Nee, denkt ze. Dit is geen gewone dans. Ze kent die latijns-amerikaanse dansen nu al een tijdje, ze danst ze ook zelf, met wisselend succes. Maar hier gaat het niet om tasten naar elkaar. Om te voelen of het wiegen van jouw heupen, het draaien van je schouders, de vorm van je benen, je borsten, de manier waarop jij je beweegt, of hij of jij haar hem bekoorlijk vindt – nee, niet begerenswaardig – dan keek je al met andere ogen.

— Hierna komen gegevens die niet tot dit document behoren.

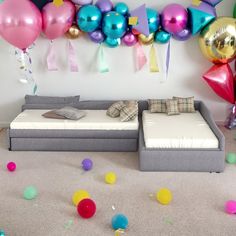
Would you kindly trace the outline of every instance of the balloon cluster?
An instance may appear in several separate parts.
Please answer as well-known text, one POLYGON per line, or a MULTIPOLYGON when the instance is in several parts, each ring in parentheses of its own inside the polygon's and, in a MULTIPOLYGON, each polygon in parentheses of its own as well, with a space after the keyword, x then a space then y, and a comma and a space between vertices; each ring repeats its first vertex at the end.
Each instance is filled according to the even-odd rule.
POLYGON ((22 50, 41 31, 50 40, 64 34, 78 38, 86 32, 93 42, 110 47, 121 42, 133 46, 138 40, 143 44, 167 43, 171 36, 184 41, 215 19, 214 7, 221 0, 193 2, 188 9, 169 4, 159 14, 145 4, 130 11, 126 3, 114 5, 111 0, 97 0, 94 5, 92 0, 5 0, 0 3, 0 35, 22 50))

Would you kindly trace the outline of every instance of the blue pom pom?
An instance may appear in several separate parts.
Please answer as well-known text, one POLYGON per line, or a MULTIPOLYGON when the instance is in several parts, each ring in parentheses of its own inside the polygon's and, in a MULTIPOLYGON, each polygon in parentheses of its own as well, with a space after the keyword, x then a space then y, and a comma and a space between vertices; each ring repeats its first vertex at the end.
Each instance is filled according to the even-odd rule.
POLYGON ((111 225, 114 230, 127 229, 128 218, 123 214, 116 214, 112 217, 111 225))

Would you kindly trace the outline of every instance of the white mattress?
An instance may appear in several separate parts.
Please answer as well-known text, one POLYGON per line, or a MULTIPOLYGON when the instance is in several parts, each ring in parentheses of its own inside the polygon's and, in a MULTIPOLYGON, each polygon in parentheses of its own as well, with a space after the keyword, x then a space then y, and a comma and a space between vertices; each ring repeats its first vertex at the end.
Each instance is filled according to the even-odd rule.
POLYGON ((143 111, 143 131, 147 148, 218 148, 218 139, 201 114, 143 111))
POLYGON ((25 110, 10 124, 11 129, 83 129, 138 130, 138 119, 121 122, 106 115, 106 110, 84 110, 86 116, 77 121, 48 119, 42 116, 49 110, 25 110))

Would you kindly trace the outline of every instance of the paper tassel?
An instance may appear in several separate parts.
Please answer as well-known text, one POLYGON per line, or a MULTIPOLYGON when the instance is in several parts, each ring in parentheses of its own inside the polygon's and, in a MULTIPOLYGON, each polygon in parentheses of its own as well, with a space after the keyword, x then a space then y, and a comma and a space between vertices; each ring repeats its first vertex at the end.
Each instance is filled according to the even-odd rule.
POLYGON ((98 69, 100 73, 109 72, 109 67, 104 56, 102 44, 100 44, 98 51, 98 69))
POLYGON ((135 44, 135 52, 136 52, 135 59, 136 59, 137 70, 141 70, 143 66, 147 63, 147 57, 140 43, 135 44))
POLYGON ((149 61, 150 72, 159 72, 158 63, 156 59, 156 50, 153 44, 151 46, 149 56, 150 56, 150 61, 149 61))
POLYGON ((56 55, 53 48, 53 41, 51 40, 49 44, 49 50, 47 55, 47 66, 49 71, 57 71, 56 55))
POLYGON ((170 41, 168 43, 167 52, 166 52, 166 79, 168 78, 170 67, 170 41))
POLYGON ((68 63, 70 66, 70 71, 71 72, 78 72, 78 63, 77 63, 77 58, 76 58, 76 52, 75 48, 70 40, 68 40, 68 63))

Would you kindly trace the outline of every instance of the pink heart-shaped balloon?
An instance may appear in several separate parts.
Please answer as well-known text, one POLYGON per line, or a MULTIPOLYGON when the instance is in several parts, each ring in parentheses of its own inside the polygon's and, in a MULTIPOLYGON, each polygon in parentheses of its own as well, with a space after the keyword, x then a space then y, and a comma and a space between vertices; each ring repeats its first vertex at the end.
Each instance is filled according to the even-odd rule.
POLYGON ((20 49, 29 47, 42 30, 42 17, 29 0, 5 0, 0 4, 0 34, 20 49))
POLYGON ((234 76, 228 64, 217 64, 208 70, 203 79, 213 91, 226 101, 234 103, 234 76))
POLYGON ((51 40, 62 36, 71 27, 74 17, 75 5, 69 1, 61 6, 52 2, 46 4, 42 10, 44 34, 51 40))

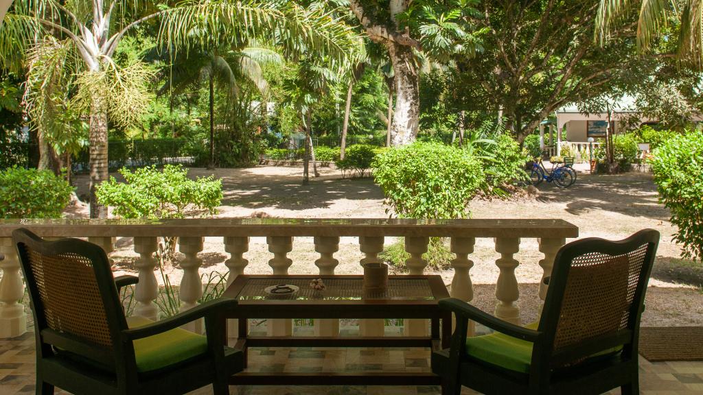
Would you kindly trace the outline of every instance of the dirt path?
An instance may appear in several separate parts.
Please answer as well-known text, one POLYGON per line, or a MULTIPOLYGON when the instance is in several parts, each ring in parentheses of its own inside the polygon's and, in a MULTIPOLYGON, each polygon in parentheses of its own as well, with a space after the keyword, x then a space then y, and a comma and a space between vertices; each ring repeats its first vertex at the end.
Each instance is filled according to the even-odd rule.
MULTIPOLYGON (((387 216, 380 188, 370 179, 342 179, 336 170, 323 168, 322 176, 310 185, 301 185, 302 171, 292 167, 258 167, 248 169, 206 171, 193 169, 192 176, 210 174, 222 179, 224 190, 223 206, 218 216, 248 216, 255 211, 271 216, 299 218, 381 218, 387 216)), ((87 189, 87 177, 78 178, 79 195, 87 189)), ((626 237, 643 228, 653 228, 662 233, 657 259, 647 292, 647 310, 643 318, 645 326, 703 325, 703 269, 678 259, 680 249, 671 242, 675 228, 669 224, 669 211, 657 202, 656 188, 651 175, 629 173, 618 176, 591 176, 579 174, 572 188, 562 190, 553 184, 540 186, 536 198, 519 201, 478 200, 472 202, 474 218, 561 218, 579 226, 581 237, 597 236, 609 239, 626 237)), ((86 207, 73 209, 72 216, 87 216, 86 207)), ((387 244, 392 240, 389 238, 387 244)), ((228 258, 219 238, 208 238, 203 251, 203 271, 226 272, 224 261, 228 258)), ((115 253, 117 268, 132 271, 136 255, 131 240, 117 240, 115 253)), ((498 257, 493 241, 477 240, 471 259, 472 280, 476 284, 473 303, 486 311, 495 304, 494 284, 498 271, 494 264, 498 257)), ((290 254, 294 264, 292 273, 316 273, 311 238, 297 238, 290 254)), ((252 238, 250 252, 245 255, 250 264, 247 272, 270 273, 267 262, 270 253, 265 240, 252 238)), ((343 238, 340 252, 338 273, 361 272, 356 238, 343 238)), ((536 316, 538 299, 537 284, 541 276, 538 261, 542 257, 536 240, 523 240, 516 259, 521 265, 516 276, 521 283, 518 305, 524 320, 536 316)), ((180 271, 169 273, 172 281, 179 282, 180 271)), ((441 273, 451 283, 453 271, 441 273)))

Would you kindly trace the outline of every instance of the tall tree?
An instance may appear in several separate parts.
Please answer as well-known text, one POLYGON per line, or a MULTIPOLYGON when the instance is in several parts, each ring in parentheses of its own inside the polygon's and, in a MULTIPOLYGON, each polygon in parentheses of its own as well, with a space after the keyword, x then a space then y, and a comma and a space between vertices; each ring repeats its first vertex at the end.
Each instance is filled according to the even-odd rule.
POLYGON ((614 85, 643 80, 666 53, 640 56, 634 21, 593 39, 598 3, 548 0, 524 4, 482 1, 472 18, 482 30, 481 56, 455 56, 457 96, 470 110, 502 110, 522 141, 564 105, 597 97, 614 85))
POLYGON ((176 51, 191 45, 194 30, 207 32, 200 37, 210 45, 268 36, 291 53, 316 50, 342 58, 347 49, 346 25, 323 10, 303 8, 292 1, 186 0, 160 11, 148 6, 134 0, 26 0, 15 3, 0 29, 0 65, 16 65, 27 48, 44 35, 67 39, 66 45, 82 60, 78 95, 89 99, 91 218, 108 214, 107 207, 98 204, 95 190, 108 179, 108 119, 134 122, 139 116, 135 110, 144 105, 136 99, 144 86, 139 82, 148 74, 138 65, 121 70, 113 59, 121 40, 137 26, 160 20, 159 41, 176 51))
POLYGON ((466 16, 475 13, 475 0, 439 2, 420 0, 349 0, 349 7, 368 37, 383 45, 394 70, 395 110, 391 143, 402 145, 418 134, 420 67, 416 53, 424 51, 440 60, 448 53, 475 51, 466 16))

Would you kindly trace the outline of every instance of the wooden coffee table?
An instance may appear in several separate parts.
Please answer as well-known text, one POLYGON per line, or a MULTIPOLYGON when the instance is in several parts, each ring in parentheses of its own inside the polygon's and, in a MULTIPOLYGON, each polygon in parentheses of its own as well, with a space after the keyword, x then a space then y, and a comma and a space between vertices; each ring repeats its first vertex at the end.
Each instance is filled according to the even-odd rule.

Deze dans was een zaak van mannen. Rafaël heeft het ronde van de Indianen, het blanke van de Basken , de Spanjaarden. Ze ziet hem bewegen. Niet als een balletdanser – daar is hij te struis voor, zouden ze thuis in Antwerpen zeggen. Maar ze ziet hoe soepel zijn lijf is. Sterk. Zijn laarzen betasten de vloer, de grond, de aarde, la tierra madre van de indianen. Die geeft hem de kracht om op te springen, als op en af een paard in volle galop; om met de handen op de dijbenen een ritme op te roepen; om met de hielen te roffelen: het ritme, weerom, van galloperende paarden – een vurige tapdans, zou men het in Europa noemen; om de ruimte af te bakenen die zijn dans nodig heeft, er zijn stempel op te drukken. Ze hoort het droge geluid van de woorden die hij roept van tijd tot tijd, de armen krachtig gespreid. Hij tekent de ruimte, betekent haar. Hij is de gaucho.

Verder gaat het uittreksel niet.